Bad Astronomy | Neptune’s massive dark storm changed direction and no one knows why

A series of observations of Neptune by the Hubble Space Telescope show that a massive dark storm that raged in the giant planet’s northern hemisphere moved south, but then inexplicably made a large U-turn back north. Not only that, but it could have spawned a dark baby storm in the process.

Neptune is what is called an ice giant, basically a giant ball of hydrogen and helium gas with charges of methane, ammonia and other molecules in it (which for historical reasons are referred to by planetary scientists as “ice creams,” even if they are gaseous). At nearly four times the diameter of Earth, Neptune is the farthest planet from the Sun, 4.5 billion kilometers away.

When Voyager 2 passed Neptune in 1989, the images it sent back surprised scientists; it saw an immense oval dark storm in the southern hemisphere of the planet the size of Earth itself! Called the Great Dark Spot, it had measured wind speeds of a staggering 2,100 mph, the fastest wind ever recorded in the solar system.

But when Hubble looked at Neptune in 1994, the spot was gone. Poof. Gone. Obviously, unlike Jupiter’s Great Red Spot, which lasts (at least) for centuries, storms on Neptune evolve on smaller timescales, although they can last for several years. For example, the same Hubble observations from 1994 saw a smaller dark spot in Neptune’s Southern Hemisphere, one that must have been born in the intervening time between the Voyager flyby and the Hubble images.

Since then, Hubble has seen several other dark spots (the only observatory with enough resolution to see these features from so far away). They form on both hemispheres at the mid-latitudes and tend to drift towards the equator. However, that’s a death sentence for them.

These storms are high-pressure systems, supported by the Coriolis effect – the rotation of a planet is at different speeds at different latitudes (with a maximum at the equator and a minimum at the poles), meaning air flows out from a great height . pressure system (or in the direction of a low pressure system) will make the system run when it encounters air moving at different speeds north and south.

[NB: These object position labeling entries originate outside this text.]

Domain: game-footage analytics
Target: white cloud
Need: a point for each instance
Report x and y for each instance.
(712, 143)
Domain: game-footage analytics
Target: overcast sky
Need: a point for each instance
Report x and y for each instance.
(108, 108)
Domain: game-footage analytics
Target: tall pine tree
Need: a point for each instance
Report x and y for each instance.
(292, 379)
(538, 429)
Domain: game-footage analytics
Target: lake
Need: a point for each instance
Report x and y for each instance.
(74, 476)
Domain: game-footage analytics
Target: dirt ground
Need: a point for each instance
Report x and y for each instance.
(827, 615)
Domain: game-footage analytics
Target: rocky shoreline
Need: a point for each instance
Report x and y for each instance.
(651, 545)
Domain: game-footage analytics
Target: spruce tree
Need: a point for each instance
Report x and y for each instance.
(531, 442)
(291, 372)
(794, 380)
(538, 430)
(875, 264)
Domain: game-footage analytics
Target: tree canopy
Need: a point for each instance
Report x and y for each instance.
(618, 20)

The Coriolis effect diminishes closer to the equator, so when these Neptunian storms migrate in that direction, they tend to disintegrate. That seems to be the fate of most of these storms.

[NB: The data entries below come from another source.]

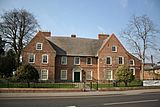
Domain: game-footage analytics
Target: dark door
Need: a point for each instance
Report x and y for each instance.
(76, 76)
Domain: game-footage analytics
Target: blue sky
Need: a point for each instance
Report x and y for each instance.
(85, 18)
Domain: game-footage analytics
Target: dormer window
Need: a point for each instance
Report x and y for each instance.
(89, 61)
(131, 62)
(114, 48)
(39, 46)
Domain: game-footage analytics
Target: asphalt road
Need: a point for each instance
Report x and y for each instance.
(138, 100)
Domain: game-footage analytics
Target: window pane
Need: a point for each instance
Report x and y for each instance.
(31, 58)
(63, 74)
(131, 62)
(39, 46)
(89, 75)
(44, 74)
(108, 60)
(63, 60)
(120, 60)
(89, 61)
(44, 58)
(114, 49)
(76, 60)
(108, 75)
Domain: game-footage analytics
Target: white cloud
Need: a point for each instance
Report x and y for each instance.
(101, 29)
(124, 3)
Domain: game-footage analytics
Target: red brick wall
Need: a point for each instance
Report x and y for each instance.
(46, 49)
(70, 65)
(107, 51)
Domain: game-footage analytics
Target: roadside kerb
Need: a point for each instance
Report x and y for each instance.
(75, 94)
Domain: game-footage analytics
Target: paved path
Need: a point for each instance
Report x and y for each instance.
(66, 94)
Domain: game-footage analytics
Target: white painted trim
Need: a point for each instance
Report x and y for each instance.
(115, 48)
(37, 45)
(47, 58)
(91, 75)
(110, 60)
(79, 61)
(87, 61)
(133, 62)
(98, 70)
(73, 71)
(122, 60)
(41, 74)
(66, 60)
(61, 75)
(33, 58)
(134, 70)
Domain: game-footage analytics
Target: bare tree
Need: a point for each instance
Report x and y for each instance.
(140, 34)
(17, 28)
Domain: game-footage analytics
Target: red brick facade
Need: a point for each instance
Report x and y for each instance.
(97, 69)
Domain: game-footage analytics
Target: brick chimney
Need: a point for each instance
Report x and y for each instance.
(103, 36)
(47, 34)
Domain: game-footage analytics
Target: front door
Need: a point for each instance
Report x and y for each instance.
(76, 76)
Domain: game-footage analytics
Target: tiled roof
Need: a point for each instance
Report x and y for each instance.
(75, 46)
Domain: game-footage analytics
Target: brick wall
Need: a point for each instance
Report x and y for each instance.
(70, 66)
(46, 49)
(106, 50)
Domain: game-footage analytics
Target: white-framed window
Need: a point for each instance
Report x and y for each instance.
(89, 61)
(44, 74)
(76, 60)
(89, 75)
(63, 74)
(114, 48)
(131, 62)
(45, 58)
(31, 58)
(20, 58)
(108, 75)
(133, 70)
(64, 60)
(39, 46)
(120, 60)
(109, 60)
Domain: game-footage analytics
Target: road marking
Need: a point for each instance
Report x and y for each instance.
(130, 102)
(70, 106)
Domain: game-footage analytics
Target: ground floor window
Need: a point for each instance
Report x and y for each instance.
(44, 74)
(63, 74)
(89, 75)
(133, 71)
(108, 75)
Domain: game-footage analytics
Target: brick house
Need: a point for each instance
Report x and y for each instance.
(73, 59)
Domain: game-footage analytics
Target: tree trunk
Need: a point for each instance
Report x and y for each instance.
(28, 84)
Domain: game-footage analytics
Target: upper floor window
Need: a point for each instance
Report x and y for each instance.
(44, 58)
(64, 60)
(108, 75)
(76, 60)
(44, 74)
(89, 61)
(89, 75)
(39, 46)
(120, 60)
(131, 62)
(133, 71)
(63, 74)
(114, 48)
(31, 58)
(109, 60)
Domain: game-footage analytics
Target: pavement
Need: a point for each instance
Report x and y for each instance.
(77, 94)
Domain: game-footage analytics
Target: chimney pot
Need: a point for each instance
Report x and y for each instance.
(73, 35)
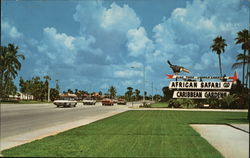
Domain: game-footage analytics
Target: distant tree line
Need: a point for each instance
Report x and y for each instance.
(38, 88)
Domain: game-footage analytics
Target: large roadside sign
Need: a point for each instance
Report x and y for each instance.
(199, 85)
(200, 94)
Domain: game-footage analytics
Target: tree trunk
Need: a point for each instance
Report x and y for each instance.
(220, 65)
(243, 71)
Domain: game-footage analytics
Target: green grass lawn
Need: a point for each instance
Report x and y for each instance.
(133, 134)
(25, 102)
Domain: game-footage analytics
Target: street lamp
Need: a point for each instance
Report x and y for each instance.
(143, 102)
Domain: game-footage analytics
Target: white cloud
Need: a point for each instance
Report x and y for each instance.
(119, 18)
(128, 73)
(138, 42)
(9, 30)
(185, 37)
(93, 16)
(61, 40)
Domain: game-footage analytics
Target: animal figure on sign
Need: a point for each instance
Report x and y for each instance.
(177, 69)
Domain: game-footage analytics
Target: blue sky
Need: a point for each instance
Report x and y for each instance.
(92, 44)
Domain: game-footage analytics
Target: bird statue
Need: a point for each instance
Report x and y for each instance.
(177, 69)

But not this time. Hubble detected a dark storm in Neptune’s northern hemisphere in September 2018. It’s huge, over 4,000 miles wide – the entire continental United States could easily fit in – and was seen moving south … but then January 2020 observations showed that this southern migration had reversed and the storm was moving north again. Scientists studying Neptune don’t know why it did that.

But there is more: there are two other mysterious events related to this storm. One is that around the time it changed its mind and started going north again, it appears to have spawned a smaller dark storm. Some computer models of the behavior of Neptune’s atmosphere predict that this could happen, especially if a major storm erupts near the equator; it can throw off smaller eddies. This didn’t happen right away – the observations were scattered too far apart to witness the actual event – but it could be what happened here. That may have to do with why it changed direction.

Strangely, this dark storm also doesn’t have bright white clouds around the edges, a feature seen in almost every other dark storm. These are clouds made of methane ice crystals, which are highly reflective and appear white in images. The dark storm is a high-pressure system and acts like a mountain of air in the atmosphere; winds blow methane gas up the slopes of that hill where it cools and forms the ice crystals. These are called orographic clouds, and they are very common on Earth, because water-laden air blows up the side of a mountain, cools and condenses to form clouds.

The Neptunian white clouds featured in images taken in 2019, but disappeared early this year. This may have something to do with the dark storm’s strange behavior. Or maybe not! Neptune is difficult to perceive and understand because of its distance, and despite its enormous size, it still appears very small in our telescopes. Also, the atmosphere changes on short time scales, making it difficult to know what’s going on there.

This is why scientists are very interested in creating a dedicated mission to the outer planets, an orbiter that can first spend years on Uranus and then continue to orbit Neptune. Just as we discovered with Cassini near Saturn, the best way to learn more about a planet is to send a probe that stays there for many years. Functions come and go, things change, and just as importantly, when scientists discover new phenomena, they can tell the spacecraft to take a closer look. Discovering new things is important, but a dedicated mission means you can linger and maybe figure out what caused them.

That’s the lesson we learned from the Voyager flybys too. Seeing Neptune up close for the first time allowed discoveries like the dark storms, but if we want to understand them we have to go there to stay.